Fortunately, I had good company. “We’re going to be in the 16%,” said Sean Griffey, one of the panelists and CEO of Industry Dive. “We’re not hiring extra people [nor are they laying off]. So if we’re going to cover COVID, then we’re not going to cover some things that were planned. Some of those things we had planned just aren’t going to happen.
“At Industry Dive”—which now covers 19 industries—”we’re news driven. Every quarter we push our editorial to see what trends are shaping the industry and what stories do we want to own. COVID-19 is the story right now, if we’re going to be honest.”
In a Q&A yesterday conducted by Jim Kuhnhenn, the press freedom fellow at the National Press Club Journalism Institute, Industry Dive’s editor in chief, Davide Savenije, voiced a similar sentiment. “We’re seeing a black swan event that’s causing seismic change in every sector we cover.

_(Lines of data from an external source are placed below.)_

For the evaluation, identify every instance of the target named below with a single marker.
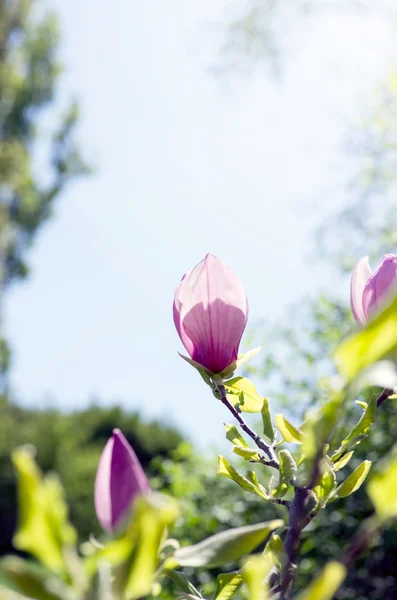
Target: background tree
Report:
(34, 166)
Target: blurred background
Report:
(134, 140)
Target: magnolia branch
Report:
(267, 448)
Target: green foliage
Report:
(242, 393)
(225, 547)
(70, 445)
(228, 585)
(382, 489)
(287, 430)
(354, 481)
(326, 583)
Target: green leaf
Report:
(256, 568)
(319, 426)
(287, 472)
(268, 428)
(326, 584)
(234, 436)
(326, 484)
(382, 489)
(225, 547)
(354, 481)
(31, 580)
(228, 585)
(247, 453)
(359, 431)
(134, 557)
(342, 462)
(370, 345)
(242, 393)
(153, 516)
(287, 430)
(43, 528)
(183, 583)
(226, 469)
(275, 551)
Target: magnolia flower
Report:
(371, 292)
(210, 314)
(119, 480)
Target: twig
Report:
(360, 542)
(301, 513)
(267, 449)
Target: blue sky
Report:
(185, 164)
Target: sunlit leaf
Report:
(241, 392)
(183, 583)
(287, 430)
(275, 551)
(226, 469)
(31, 580)
(234, 436)
(359, 431)
(382, 489)
(43, 529)
(342, 462)
(326, 584)
(247, 453)
(256, 568)
(354, 481)
(225, 547)
(325, 485)
(268, 428)
(153, 515)
(228, 585)
(286, 473)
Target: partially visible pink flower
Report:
(119, 480)
(371, 292)
(210, 313)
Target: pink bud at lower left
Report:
(119, 480)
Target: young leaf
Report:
(354, 481)
(183, 583)
(256, 568)
(382, 490)
(342, 462)
(234, 436)
(287, 472)
(241, 387)
(228, 585)
(43, 529)
(268, 428)
(326, 583)
(225, 547)
(153, 516)
(226, 469)
(30, 580)
(247, 453)
(359, 431)
(326, 484)
(287, 430)
(275, 551)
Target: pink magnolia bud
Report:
(119, 479)
(371, 292)
(210, 313)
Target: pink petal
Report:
(120, 478)
(361, 273)
(381, 286)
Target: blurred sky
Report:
(185, 164)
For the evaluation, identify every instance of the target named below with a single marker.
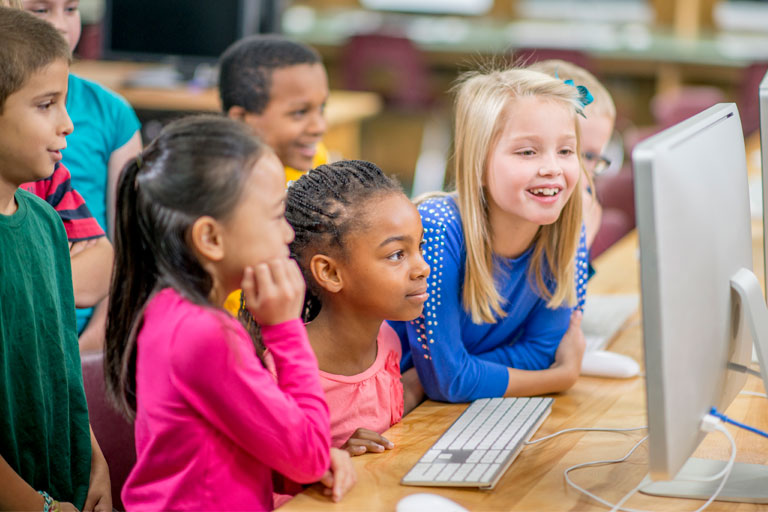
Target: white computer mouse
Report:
(423, 502)
(601, 363)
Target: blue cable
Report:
(726, 419)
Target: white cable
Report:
(599, 463)
(753, 393)
(726, 472)
(585, 429)
(723, 474)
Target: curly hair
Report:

Some changes may last for the duration of the pandemic, and some may last after this is all ‘over.’
“So early on, we started asking, ‘Okay, well we don’t know exactly how businesses and industries are being impacted by it yet, we don’t know exactly how they’re planning or preparing, so let’s go out and ask those very simple basic questions….’ As we started tracking that really robustly just internally, we very quickly had the idea that readers will want to see these kinds of things.
“We’re trying to cover what’s changing in these industries, and part of the way that we do that is we think about storylines. … Part of our approach is to really think about which storylines are we going to own. We have relatively small teams of two, three, four or five journalists per industry. And so we really have to allocate our resources to go after the things that really matter most and not to be spread kind of thin and wide.”
I would guess that “small teams” describe most SIPA members, but then you see the incredible coverage that’s taking place and you would guess more. Quickly, most publishers realized that their audience wanted to know how this crisis is affecting them. And by answering that, more readers would come.
Writing on the Belgian news consultant site Twipe today, Mary-Katharine Phillips makes a great point. We’re bringing people in with crisis coverage, but then we need to show them more to retain them.
“As for new subscribers during the crisis, it will be key to ensure they develop a habit with the digital product in their onboarding journey. The first step in creating a habit is the internal trigger. For many subscribers today, that internal trigger is a desire to know the current situation regarding the corona crisis. However, publishers will need to make sure subscribers are exposed to the full breadth of their journalism. While it might seem like today all content is corona content, new subscribers need to be exposed to non-corona content as well.”
SIPA publishers are well-positioned to take advantage of the thirst of a new audience to know more about this crisis, in relation to their industry. Only time will tell when our “small teams” can return to those “non-corona” topics.